“Dad, can you buy me a guitar because I want to play the guitar? Like this,” my eldest daughter tells me as she strums a pretend guitar.
The seven-year-old doesn’t wait for a response.
“I want to take lessons. An electric guitar. And I’ll need a microphone. Not a toy one, a real one. Cause we’re going to play rock and roll. I’m going to sing and play the guitar, and my friends are going to play other instruments. We’ll be a band.”
She tells me the lineup.
“And will you have a name for the band?” I ask.
“We don’t know yet, but we’re going to play in the street. We’ll make money from people who come to listen to us. Coins and maybe some bills.”
“That’d be good.”
“So?”
“So, what?”
“Guitar lessons, Dad. When do I start?”
“Soon,” I say, thinking my eldest is truly growing up and the days are vanishing of “Dora the Explorer” and the “Tellitubbies” and catching fairy dust in the sunrays beaming into the house through the windows. We used to look for monsters in darkened rooms, and dodge bats and witches in the woods. Now we’ll be learning chords.
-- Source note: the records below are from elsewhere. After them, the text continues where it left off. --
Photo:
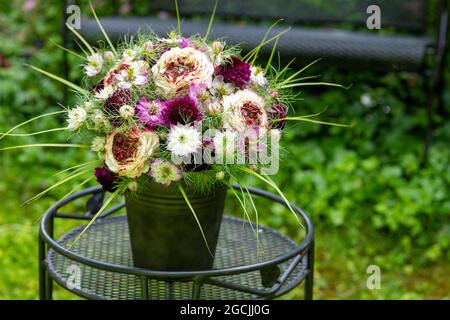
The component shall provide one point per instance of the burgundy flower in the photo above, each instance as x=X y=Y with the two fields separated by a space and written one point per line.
x=116 y=100
x=277 y=111
x=106 y=178
x=180 y=111
x=98 y=87
x=149 y=112
x=237 y=72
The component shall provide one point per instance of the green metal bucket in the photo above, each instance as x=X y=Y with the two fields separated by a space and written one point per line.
x=163 y=231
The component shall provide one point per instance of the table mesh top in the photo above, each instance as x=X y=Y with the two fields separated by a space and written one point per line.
x=107 y=240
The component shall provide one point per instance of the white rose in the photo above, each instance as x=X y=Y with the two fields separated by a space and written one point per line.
x=257 y=77
x=76 y=118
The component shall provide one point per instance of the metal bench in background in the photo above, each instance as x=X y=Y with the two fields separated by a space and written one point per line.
x=406 y=47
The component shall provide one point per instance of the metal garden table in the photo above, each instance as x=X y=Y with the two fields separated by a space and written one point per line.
x=99 y=265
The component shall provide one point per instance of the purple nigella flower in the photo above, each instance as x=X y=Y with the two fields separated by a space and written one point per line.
x=98 y=87
x=149 y=112
x=277 y=111
x=106 y=178
x=182 y=110
x=237 y=72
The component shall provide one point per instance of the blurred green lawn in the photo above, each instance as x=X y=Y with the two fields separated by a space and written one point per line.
x=364 y=187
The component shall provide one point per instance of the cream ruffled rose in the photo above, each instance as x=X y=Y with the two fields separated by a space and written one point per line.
x=179 y=68
x=129 y=155
x=244 y=109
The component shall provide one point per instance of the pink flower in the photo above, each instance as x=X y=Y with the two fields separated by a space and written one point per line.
x=237 y=72
x=196 y=90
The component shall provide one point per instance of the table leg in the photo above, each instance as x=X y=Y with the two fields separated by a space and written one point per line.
x=42 y=273
x=309 y=281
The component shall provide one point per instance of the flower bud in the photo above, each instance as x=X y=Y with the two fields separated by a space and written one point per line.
x=126 y=112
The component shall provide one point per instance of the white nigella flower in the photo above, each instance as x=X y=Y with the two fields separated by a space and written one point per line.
x=105 y=93
x=183 y=140
x=136 y=74
x=213 y=107
x=98 y=144
x=76 y=118
x=164 y=172
x=219 y=87
x=89 y=106
x=94 y=65
x=257 y=77
x=126 y=112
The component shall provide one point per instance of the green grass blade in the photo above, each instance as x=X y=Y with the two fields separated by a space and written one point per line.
x=211 y=20
x=267 y=180
x=256 y=223
x=304 y=84
x=272 y=53
x=242 y=203
x=113 y=49
x=258 y=47
x=195 y=216
x=251 y=54
x=30 y=120
x=57 y=78
x=78 y=186
x=50 y=145
x=286 y=81
x=78 y=166
x=284 y=70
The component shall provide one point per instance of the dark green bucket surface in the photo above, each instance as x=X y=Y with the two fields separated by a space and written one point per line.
x=163 y=231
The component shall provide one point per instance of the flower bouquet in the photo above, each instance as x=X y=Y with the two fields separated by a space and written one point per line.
x=174 y=121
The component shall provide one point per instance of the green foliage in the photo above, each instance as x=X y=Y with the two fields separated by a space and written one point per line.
x=370 y=197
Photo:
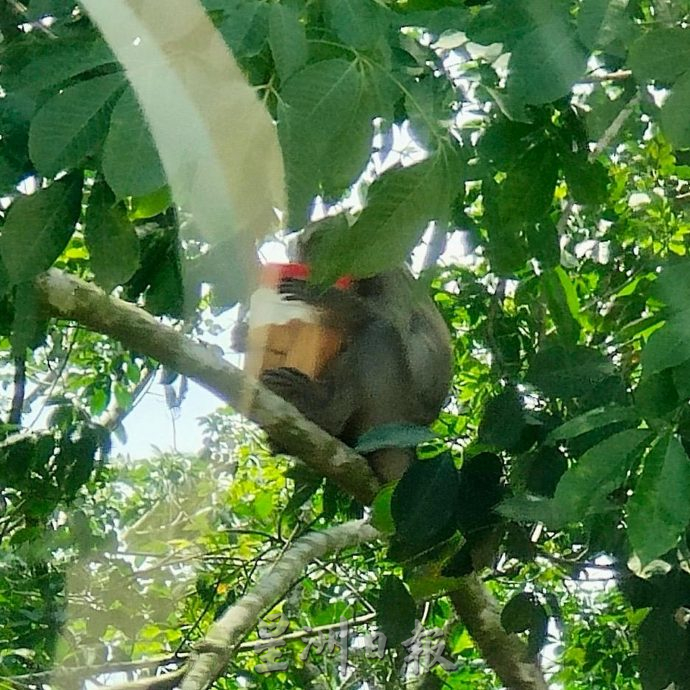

Her friends will come over to practice. They’ll hang out in her room with the door closed, writing lyrics and turning up the amps. They’ll jam. They’ll dig this band and that band, influences that will set the course for their music. They’ll be a band and they will play their first gig on the street for all the public to see.
I once played bass in a band when I was a kid, but we never made it out of the garage. We never made it onto a flyer for a concert at the Federal Building in West L.A., my home town.
My daughter will play on the street. That’s brave, that’s guts. I like it. It’s good to dream large.
“Okay, then,” I tell me daughter. “Let’s find you a guitar instructor.”